Compte tenu de la rareté et du coût élevé du foncier, de nouveaux projets voient le jours en superposant plusieurs activités afin de développer des projets de type hôtel d’entreprises. Il n’est donc pas rare de voir plusieurs étages d’ateliers, de bureaux, de parkings au-dessus d'une plateforme logistique qui elle-même peut être sur plusieurs niveaux. Un mélange des genres interdit en France ! « La pluriactivité est tendance, pour optimiser l’utilisation des espaces. Si bien quà côté des plateformes logistiques traditionnelles, les centres multimodaux et multifonctions sont perçus comme une solution d’avenir », indique-t-il. Les prix ne sont pas la seule contrainte à laquelle doit faire face le secteur de la logistique. Des particularités suisses compliquent bien souvent le montage des projets comme l’explique le président de PILM : « dans chacun des cantons, la population locale détient le pouvoir. Elle peut s’opposer et bloquer un projet via des oppositions ou des recours. Il faut vraiment qu’il y ait consensus entre les habitants, les élus et les acteurs économiques locaux. En cela, c’est différent de la France où il suffit bien souvent d’avoir l’appui du maire ou des collectivités sans réelle consultation des populations en amont des projets. Ici, les communes sont très regardantes et ne veulent prendre aucun risque. » Le pouvoir est détenu par le peuple.

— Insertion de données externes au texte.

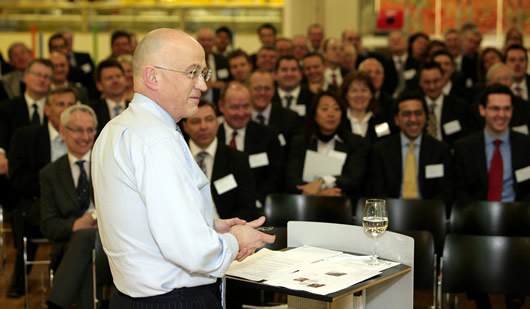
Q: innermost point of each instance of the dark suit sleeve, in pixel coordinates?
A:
(295, 164)
(53, 225)
(353, 172)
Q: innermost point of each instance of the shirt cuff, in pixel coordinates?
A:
(329, 182)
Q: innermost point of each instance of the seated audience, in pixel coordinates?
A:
(68, 215)
(326, 133)
(227, 169)
(412, 164)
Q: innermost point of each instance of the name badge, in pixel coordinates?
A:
(338, 155)
(222, 73)
(225, 184)
(521, 129)
(86, 68)
(382, 129)
(281, 138)
(452, 127)
(522, 174)
(434, 171)
(299, 109)
(409, 74)
(258, 160)
(469, 83)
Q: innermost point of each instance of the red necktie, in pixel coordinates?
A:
(495, 175)
(233, 140)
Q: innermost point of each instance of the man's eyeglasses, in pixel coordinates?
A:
(205, 74)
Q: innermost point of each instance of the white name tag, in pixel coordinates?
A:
(281, 139)
(299, 109)
(86, 68)
(225, 184)
(522, 174)
(469, 83)
(434, 171)
(452, 127)
(258, 160)
(222, 73)
(521, 129)
(409, 74)
(382, 129)
(338, 155)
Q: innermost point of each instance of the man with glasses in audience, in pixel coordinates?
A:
(68, 214)
(153, 201)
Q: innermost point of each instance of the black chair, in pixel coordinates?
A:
(490, 218)
(425, 262)
(282, 208)
(486, 264)
(413, 215)
(101, 274)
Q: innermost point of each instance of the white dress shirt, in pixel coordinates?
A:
(154, 206)
(437, 112)
(40, 107)
(240, 137)
(76, 171)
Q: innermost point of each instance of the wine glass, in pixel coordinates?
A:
(375, 222)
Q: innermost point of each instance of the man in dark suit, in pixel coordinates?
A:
(473, 155)
(400, 67)
(28, 108)
(516, 58)
(494, 164)
(217, 63)
(412, 164)
(31, 149)
(284, 121)
(110, 80)
(61, 73)
(19, 58)
(291, 94)
(233, 189)
(259, 142)
(447, 116)
(68, 215)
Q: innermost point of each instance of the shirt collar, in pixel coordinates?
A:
(211, 149)
(505, 138)
(405, 140)
(295, 92)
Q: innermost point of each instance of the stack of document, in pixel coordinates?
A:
(315, 270)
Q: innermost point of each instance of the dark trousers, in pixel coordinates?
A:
(200, 297)
(73, 279)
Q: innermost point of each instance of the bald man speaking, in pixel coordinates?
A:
(154, 204)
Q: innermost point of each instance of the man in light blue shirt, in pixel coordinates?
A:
(154, 203)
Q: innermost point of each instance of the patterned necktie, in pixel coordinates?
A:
(495, 174)
(410, 185)
(288, 100)
(200, 157)
(83, 189)
(35, 119)
(233, 140)
(432, 123)
(261, 119)
(117, 110)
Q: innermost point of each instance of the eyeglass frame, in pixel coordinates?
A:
(206, 76)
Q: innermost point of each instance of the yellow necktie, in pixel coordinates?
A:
(410, 185)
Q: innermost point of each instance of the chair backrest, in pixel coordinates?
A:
(282, 208)
(414, 215)
(486, 264)
(490, 218)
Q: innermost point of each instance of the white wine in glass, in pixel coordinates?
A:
(375, 222)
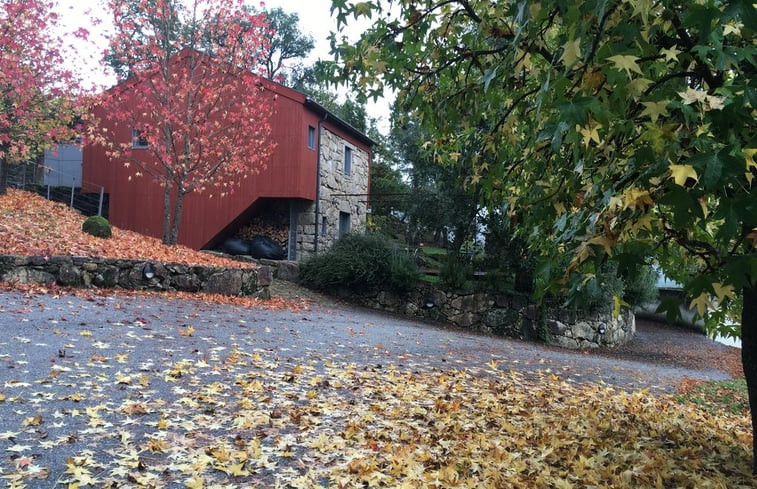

Un réel engagement environnemental 

Porteur, le secteur de la logistique suisse ? À n’en pas douter. Encore faut-il implanter judicieusement ses infrastructures. La région située entre l'A1 et l'A2, autour des grandes agglomérations urbaines telles que Zurich, Genève, Bâle et Lausanne, reste le cœur de l’activité avec une densité élevée de bâtiments logistiques. « On recense un nombre important d'immeubles logistiques dans le triangle Bâle - Soleure – Zurich », confirme Bruno Guandalini. Cet intérêt pour la proximité des centres urbains s’explique par la nécessité de livrer toujours plus vite des consommateurs qui exigent des délais toujours plus courts, mais aussi et surtout par l’augmentation de la population (et donc du nombre de clients potentiels). La Suisse est ainsi passée de 8 à 9 000 000 d’habitants sur les 10 dernières années. Sauf que les villes et leurs périphéries n’offrent pas assez de places pour tout le monde. Des compromis s’imposent… A défaut de pouvoir s’étendre, les propriétaires font le choix de la hauteur. La notion de mètres cube est aussi importante que celle des mètres carrés, avec l’idée de construire des bâtiments toujours plus hauts. 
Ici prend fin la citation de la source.